Sunday, January 30, 2011

Blog One

Many of the statements in Orwell’s piece “Politics and the English Language”could have just as easily been written today. When Orwell penned the essay, he said that language was incompetent (1946). This statement is especially relevant when one considers the way the world’s population communicates in the present day. Communication has become much more functional and succinct, as Orwell promoted. The primary role of the written language must still be to inform, yet, the ways in which communication is parleyed has changed greatly. I doubt Orwell would be surprised, yet he would most certainly be chagrined. For as much as he warns against wordiness, the English language has indeed gone through quite a reformation.

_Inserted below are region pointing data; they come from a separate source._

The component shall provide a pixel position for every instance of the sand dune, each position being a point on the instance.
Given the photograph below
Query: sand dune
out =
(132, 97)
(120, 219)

I refer, to digital communication in the form of texting, “twittering”, and even blogging. Never before has the English language been so changed. In a few lines or less, often eschewing grammar or punctuation, the population of English speakers is changing the format of what has become acceptable in our vernacular.
 Orwell states, “A bad usage can spread by tradition and imitation even among people who should and do know better. The debased language that I have been discussing is in some ways very convenient,” summing up the very manner in which texting has become a prolific form of the written word (1946). This is why, when texting, I make sure to use proper grammar and spelling techniques. I have several friends who do the same and much prefer to read their messages, than those in which the language has been molested and acronym-ized until it is barely comprehendible.